Am Fam Physician. 2004 May 1;69(9):2050.
▪ A study published in the Archives of Internal Medicine found depression to be an independent risk factor for cardiovascular death (as well as all-cause mortality) in older women without a history of cardiovascular disease. The Women’s Health Initiative Observational Study followed 93,676 postmenopausal women (age range: 50 to 79 years) for an average of 4.1 years. Depression was measured at baseline, with 15.8 percent of study participants reporting current depressive symptoms and 12.3 percent reporting a history of depressive symptoms. After controlling for multiple clinical, demographic, and risk factor covariates, the study showed a 58 percent higher risk of cardiovascular death among women with baseline depression and no history of cardiovascular disease.
▪ To increase survival in persons with cardiac arrest, at least 20 cities across the United States are simplifying instructions provided by 911 dispatchers. As reported in USA Today, dispatchers are recommending simple chest compressions instead of trying to talk callers through mouth-to-mouth resuscitation. In a recent meeting, medical directors of emergency medical services agreed that attempting to talk 911 callers through mouth-to-mouth procedures wasted valuable time. Currently, this change in approach is used only with untrained bystanders. The American Heart Association is considering a similar change to its guidelines.
▪ In taking a family history, it can be important to consider descendants as well as ancestors. In a case report published in The Lancet, a 61-year-old man was referred to a neurology department with a six-year history of deteriorating dexterity and progressive gait disturbance. On examination, the man was somewhat disinhibited; he also had a broad-based gait and an explosive cerebellar dysarthria. The only other remarkable findings were a symmetric coarse flapping tremor and high-amplitude dysmetria on intention. Five years earlier, the man’s five-year-old grandson had been diagnosed with fragile X syndrome. At that time, genetic testing showed that the grandfather had a premutation (a small unmethylated expansion) at the fragile X locus. Late-onset ataxia has been noted in men with this premutation.
▪ Who will live to be 100 years of age? There may be a way to find out. The Alliance for Aging Research’s “Living to 100” calculator determines a person’s life-expectancy potential. The calculator, available at www.agingresearch.org, makes a prediction based on the answers to an online quiz that includes 40 questions about lifestyle (e.g., tobacco use) and hereditary factors (e.g., longevity in family members). Introduced on the Alliance’s Web site in 1999 and updated recently, the calculator was created by a researcher who reviewed epidemiologic studies on aging and good health.
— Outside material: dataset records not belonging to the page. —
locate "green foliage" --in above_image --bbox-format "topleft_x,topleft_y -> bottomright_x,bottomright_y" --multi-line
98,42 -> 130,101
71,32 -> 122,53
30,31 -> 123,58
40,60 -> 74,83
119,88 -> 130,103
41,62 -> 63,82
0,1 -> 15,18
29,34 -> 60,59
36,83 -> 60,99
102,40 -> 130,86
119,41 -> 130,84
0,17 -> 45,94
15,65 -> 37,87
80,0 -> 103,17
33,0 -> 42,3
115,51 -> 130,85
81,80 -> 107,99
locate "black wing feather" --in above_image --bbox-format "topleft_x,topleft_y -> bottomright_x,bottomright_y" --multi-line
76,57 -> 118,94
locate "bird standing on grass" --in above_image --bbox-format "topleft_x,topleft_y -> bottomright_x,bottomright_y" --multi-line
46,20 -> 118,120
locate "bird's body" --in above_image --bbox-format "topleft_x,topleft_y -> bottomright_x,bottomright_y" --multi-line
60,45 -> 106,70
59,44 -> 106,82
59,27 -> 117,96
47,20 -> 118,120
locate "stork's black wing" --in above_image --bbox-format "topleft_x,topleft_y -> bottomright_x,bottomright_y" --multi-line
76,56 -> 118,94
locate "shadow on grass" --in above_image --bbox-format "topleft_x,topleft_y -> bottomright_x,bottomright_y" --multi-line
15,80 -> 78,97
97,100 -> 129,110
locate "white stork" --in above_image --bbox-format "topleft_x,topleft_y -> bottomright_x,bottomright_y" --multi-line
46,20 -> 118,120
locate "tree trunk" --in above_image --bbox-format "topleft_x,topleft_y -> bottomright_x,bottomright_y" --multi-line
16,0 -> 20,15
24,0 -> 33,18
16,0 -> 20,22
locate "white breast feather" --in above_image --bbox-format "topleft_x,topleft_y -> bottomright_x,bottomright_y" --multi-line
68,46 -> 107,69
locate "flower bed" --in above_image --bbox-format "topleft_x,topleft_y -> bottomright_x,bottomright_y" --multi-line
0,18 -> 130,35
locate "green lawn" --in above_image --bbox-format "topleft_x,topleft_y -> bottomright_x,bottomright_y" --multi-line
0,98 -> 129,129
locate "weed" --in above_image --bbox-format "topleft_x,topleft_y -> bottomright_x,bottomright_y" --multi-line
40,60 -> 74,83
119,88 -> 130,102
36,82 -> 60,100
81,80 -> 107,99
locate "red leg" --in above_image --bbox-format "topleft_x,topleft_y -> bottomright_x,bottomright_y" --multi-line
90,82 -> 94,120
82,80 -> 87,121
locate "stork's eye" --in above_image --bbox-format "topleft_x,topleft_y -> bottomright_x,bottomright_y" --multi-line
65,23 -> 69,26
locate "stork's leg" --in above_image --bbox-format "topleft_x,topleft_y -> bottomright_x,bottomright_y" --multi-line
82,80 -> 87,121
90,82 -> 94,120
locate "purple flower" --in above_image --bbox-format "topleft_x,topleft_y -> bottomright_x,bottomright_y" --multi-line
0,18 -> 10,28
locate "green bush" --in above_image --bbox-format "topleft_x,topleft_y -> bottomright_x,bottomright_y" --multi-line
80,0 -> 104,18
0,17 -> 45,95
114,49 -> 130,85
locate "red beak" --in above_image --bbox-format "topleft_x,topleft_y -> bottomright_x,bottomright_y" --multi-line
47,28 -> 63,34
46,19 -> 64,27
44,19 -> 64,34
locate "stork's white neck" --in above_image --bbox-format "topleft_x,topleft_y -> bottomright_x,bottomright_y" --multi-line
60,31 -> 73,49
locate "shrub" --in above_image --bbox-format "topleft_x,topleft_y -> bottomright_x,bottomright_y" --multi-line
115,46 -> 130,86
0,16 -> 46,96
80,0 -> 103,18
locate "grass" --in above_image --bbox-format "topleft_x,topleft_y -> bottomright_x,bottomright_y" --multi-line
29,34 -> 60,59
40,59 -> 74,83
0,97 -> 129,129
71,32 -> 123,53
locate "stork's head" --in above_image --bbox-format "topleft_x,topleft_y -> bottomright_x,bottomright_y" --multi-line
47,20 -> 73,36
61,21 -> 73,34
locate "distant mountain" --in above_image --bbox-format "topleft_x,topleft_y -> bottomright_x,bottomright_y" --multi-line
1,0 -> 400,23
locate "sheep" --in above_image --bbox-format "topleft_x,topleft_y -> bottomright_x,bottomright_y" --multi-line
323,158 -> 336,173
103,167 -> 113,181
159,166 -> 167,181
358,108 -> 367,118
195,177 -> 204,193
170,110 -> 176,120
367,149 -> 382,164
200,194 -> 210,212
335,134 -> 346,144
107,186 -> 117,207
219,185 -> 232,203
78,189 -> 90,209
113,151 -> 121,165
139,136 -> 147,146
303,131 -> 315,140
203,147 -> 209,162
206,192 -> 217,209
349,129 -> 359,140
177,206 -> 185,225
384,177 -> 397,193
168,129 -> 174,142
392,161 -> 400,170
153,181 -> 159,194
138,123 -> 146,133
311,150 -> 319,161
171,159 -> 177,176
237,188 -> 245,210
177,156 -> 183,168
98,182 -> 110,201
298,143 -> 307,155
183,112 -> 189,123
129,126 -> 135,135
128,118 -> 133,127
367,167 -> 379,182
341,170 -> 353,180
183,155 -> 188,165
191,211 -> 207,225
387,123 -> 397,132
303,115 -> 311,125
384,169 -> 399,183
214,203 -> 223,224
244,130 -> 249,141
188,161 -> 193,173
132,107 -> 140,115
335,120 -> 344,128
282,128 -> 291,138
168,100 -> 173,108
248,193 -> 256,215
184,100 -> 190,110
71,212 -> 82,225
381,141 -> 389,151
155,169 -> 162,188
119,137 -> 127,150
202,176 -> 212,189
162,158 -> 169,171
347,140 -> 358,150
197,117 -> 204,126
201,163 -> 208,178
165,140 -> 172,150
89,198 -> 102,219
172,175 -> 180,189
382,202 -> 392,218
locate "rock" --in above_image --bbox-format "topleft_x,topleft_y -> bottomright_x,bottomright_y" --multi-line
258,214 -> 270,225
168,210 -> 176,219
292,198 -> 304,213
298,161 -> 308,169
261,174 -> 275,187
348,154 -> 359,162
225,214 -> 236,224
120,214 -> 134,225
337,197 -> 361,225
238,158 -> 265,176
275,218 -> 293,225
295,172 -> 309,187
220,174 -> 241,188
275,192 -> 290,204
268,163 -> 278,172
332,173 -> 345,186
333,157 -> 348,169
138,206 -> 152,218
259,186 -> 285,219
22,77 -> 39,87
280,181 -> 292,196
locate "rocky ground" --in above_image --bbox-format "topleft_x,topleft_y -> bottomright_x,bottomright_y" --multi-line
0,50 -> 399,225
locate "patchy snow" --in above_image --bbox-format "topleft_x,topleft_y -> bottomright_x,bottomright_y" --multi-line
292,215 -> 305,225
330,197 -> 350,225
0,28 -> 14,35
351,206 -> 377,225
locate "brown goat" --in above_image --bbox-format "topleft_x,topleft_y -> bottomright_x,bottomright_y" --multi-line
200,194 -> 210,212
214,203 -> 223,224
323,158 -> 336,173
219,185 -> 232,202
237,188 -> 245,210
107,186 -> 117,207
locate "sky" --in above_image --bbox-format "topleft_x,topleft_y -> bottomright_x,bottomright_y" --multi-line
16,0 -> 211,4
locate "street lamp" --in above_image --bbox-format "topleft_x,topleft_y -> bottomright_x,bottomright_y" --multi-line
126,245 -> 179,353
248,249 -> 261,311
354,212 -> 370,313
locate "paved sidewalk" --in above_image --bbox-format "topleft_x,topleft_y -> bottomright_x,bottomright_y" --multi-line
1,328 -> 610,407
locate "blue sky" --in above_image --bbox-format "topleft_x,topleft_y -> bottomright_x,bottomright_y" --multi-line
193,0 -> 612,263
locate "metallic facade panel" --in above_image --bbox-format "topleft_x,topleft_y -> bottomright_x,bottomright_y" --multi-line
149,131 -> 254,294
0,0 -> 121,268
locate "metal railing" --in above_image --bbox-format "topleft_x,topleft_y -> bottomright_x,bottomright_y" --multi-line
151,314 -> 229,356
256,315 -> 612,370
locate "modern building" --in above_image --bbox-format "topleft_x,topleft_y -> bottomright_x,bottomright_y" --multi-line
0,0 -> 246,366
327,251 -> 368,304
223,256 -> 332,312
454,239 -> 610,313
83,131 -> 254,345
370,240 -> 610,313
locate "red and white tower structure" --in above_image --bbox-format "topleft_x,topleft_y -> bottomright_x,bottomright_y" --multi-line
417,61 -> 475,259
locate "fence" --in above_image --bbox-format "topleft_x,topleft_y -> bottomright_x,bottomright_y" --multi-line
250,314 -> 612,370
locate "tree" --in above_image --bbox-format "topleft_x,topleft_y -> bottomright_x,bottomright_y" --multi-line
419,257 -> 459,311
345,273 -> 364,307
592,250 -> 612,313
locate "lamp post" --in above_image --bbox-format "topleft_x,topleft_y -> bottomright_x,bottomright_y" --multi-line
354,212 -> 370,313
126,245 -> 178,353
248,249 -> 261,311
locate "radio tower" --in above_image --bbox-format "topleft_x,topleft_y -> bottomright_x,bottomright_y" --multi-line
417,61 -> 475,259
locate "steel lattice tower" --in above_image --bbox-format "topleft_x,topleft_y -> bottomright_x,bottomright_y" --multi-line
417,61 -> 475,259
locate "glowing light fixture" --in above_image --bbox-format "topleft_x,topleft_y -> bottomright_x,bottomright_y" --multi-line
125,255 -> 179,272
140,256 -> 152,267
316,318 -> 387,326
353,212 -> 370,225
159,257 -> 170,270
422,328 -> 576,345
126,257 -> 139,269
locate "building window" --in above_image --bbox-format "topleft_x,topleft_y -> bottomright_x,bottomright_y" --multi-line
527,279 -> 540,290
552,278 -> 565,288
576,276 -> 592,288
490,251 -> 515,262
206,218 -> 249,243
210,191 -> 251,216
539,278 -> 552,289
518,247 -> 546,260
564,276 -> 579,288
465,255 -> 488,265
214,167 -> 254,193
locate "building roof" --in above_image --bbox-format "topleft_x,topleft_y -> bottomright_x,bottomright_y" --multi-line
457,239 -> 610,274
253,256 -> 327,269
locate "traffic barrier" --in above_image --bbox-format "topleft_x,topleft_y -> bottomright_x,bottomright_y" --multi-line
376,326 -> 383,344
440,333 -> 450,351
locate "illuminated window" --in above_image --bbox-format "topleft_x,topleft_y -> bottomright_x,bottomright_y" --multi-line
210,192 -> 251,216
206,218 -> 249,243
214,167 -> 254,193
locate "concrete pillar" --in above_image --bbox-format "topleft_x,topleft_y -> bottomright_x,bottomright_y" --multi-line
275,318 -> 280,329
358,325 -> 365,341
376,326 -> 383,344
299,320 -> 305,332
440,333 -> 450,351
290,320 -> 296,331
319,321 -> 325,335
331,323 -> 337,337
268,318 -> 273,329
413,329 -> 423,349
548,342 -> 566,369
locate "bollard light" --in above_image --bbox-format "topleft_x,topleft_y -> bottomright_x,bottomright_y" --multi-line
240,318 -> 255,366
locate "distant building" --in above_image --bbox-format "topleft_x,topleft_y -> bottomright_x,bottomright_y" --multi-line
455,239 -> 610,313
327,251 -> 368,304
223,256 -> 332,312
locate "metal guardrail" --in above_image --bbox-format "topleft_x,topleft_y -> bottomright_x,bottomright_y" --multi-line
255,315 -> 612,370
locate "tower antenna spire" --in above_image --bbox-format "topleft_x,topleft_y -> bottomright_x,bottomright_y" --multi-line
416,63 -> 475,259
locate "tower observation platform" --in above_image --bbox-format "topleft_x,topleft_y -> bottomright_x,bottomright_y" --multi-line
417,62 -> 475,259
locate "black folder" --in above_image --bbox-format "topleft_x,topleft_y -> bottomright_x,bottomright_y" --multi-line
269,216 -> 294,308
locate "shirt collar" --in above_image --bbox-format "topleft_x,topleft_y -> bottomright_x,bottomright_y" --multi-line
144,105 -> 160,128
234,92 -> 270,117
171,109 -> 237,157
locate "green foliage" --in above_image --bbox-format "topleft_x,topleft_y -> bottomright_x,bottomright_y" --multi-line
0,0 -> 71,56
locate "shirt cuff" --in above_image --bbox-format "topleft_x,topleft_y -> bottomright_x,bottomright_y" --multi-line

▪ How risky is upper-ear piercing? Definitely more risky than piercing the ear lobe, based on the findings of a cohort study published in JAMA. Researchers examined reports of auricular chondritis in 118 persons who had their ears pierced at a jewelry kiosk in Oregon. Seven cases of Pseudomonas aeruginosa infection were confirmed, all in persons 10 to 19 years of age who had their ear cartilage pierced. Four patients required hospitalization, four needed surgery, and several had cosmetic deformities. The researchers attributed the outbreak to several causes, including use of a P. aeruginosa-contaminated disinfectant bottle and the kiosk workers’ use of an open spring-loaded piercing gun rather than a recommended alternative, such as needle piercing.